Film Review | Rise of the Planet Of the Apes
This reboot - the surprise hit of the summer - is a fresh take on the Charlton Heston-trademarked science fiction saga.
How do you make the perfect summer blockbuster?
Apparently, all you have to do is take what has worked many times in the past (in this case, six – yep, count them – Planet of the Apes films), you come up with a solid script that channels and even older genre precedent (in this case, Frankenstein)… you then populate the brew with a solid cast (James Franco, Frieda Pinto, John Lithgow and Andy ‘Gollum’ Serkis as the head ape) and, as a final touch, you appoint a fresh, promising director to marshal the entire sci-fi symphony (Rupert Wyatt, for whom this is only a second feature but who has won international awards for his previous effort – 2008’s The Escapist).
Yes, Rise of the Planet of the Apes does rely on this careful placement of Hollywood ingredients to take off as well as it in fact does – the build-up is spot on and the action beats bounce perfectly at every turn – but actually making something decent out of the embers of a series that had not only sputtered out decades ago, but that also had its corpse paraded very publically thanks to a misjudged Tim Burton remake in 2001, is no mean feat.
In this reboot of the classic Charlton Heston-trademarked film series, the head human is the resolutely more cerebral Will Rodman (Franco), a scientist in the employ of a pharmaceutical company, who decides to confront his father (Lithgow)’s descent into Alzheimer’s disease by developing a cure for it… testing it on chimpanzees to disastrous effect.
After a female chimpanzee – who had been shot with an experimental dose of Will’s concoction – goes berserk at the lab, Will’s boss orders the extermination of all the test subjects.
Will, however, succeeds in sneaking in a baby chimp that the errant test subject had left behind, and decides to raise ‘Caesar’ (Serkis) with the help of his dad and newfound squeeze (Pinto) back home.
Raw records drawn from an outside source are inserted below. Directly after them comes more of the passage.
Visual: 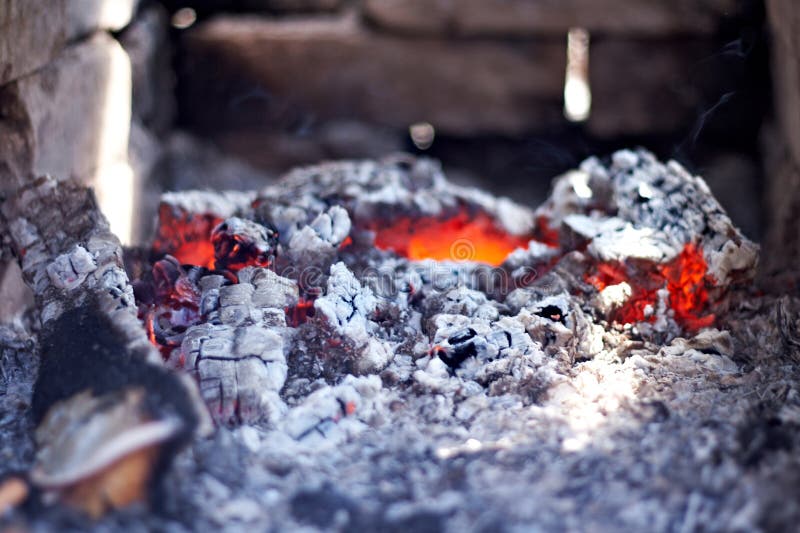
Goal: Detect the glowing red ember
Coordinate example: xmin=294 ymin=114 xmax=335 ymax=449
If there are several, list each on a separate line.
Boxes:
xmin=153 ymin=204 xmax=222 ymax=268
xmin=371 ymin=211 xmax=530 ymax=266
xmin=586 ymin=243 xmax=715 ymax=330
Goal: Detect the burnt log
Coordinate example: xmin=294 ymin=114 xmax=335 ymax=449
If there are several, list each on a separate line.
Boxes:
xmin=0 ymin=177 xmax=208 ymax=515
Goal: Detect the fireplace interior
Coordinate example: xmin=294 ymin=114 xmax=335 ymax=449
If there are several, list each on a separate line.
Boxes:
xmin=0 ymin=0 xmax=800 ymax=532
Needless to say, this doesn’t quite go as planned, and after Caesar is locked up in a ‘Primate Sanctuary’ run by father-son scumbag team John (Brian Cox) and Dodge Landon (Tom Felton – aka Draco Malfoy), he foments a plan to break all the other simian detainees out… with a little help from daddy’s special drug.
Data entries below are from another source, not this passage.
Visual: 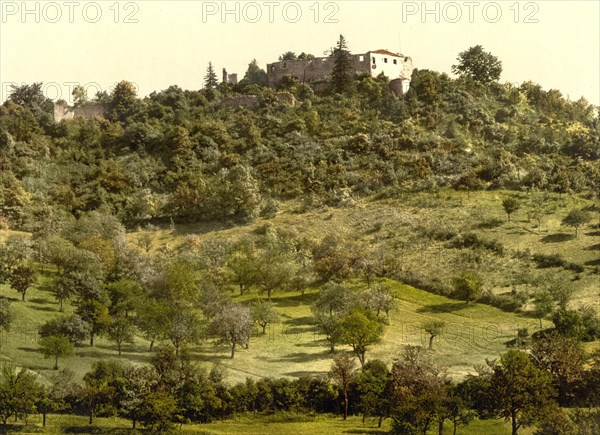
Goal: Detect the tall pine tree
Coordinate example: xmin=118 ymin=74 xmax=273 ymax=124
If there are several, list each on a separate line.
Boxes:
xmin=331 ymin=35 xmax=352 ymax=94
xmin=204 ymin=62 xmax=219 ymax=89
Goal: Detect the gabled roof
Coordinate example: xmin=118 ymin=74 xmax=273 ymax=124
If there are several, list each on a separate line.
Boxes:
xmin=369 ymin=49 xmax=402 ymax=57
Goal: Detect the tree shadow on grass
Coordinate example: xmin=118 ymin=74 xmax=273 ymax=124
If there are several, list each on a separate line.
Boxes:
xmin=283 ymin=370 xmax=324 ymax=378
xmin=583 ymin=258 xmax=600 ymax=266
xmin=343 ymin=428 xmax=389 ymax=435
xmin=281 ymin=316 xmax=315 ymax=326
xmin=273 ymin=349 xmax=333 ymax=363
xmin=417 ymin=302 xmax=469 ymax=313
xmin=541 ymin=233 xmax=575 ymax=243
xmin=29 ymin=301 xmax=58 ymax=313
xmin=273 ymin=293 xmax=318 ymax=307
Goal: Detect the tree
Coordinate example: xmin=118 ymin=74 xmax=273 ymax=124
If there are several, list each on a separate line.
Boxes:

What lies behind the success of Wyatt can co’s reboot is the decision to collapse the sprawling pop culture behemoth that is the ‘Apes’ phenomenon into a universally digestible whole, by pulling off two simple tricks: make the time-tested ‘science playing God’ trope – an instant success since Frankenstein – as the main plot motor, while an extended ‘prison break’ set piece helps roll things along nicely.
Of course it has to be said that the effects work also helps usher the saga into the 21st century with panache: Andy Serkis, who helped motion-capture Lord of the Rings’s Gollum into existence, here endows Caesar with much-needed humanity and gravitas, so that you’re not likely to be fussed that the apes inevitably chew up quite a bit of screen time.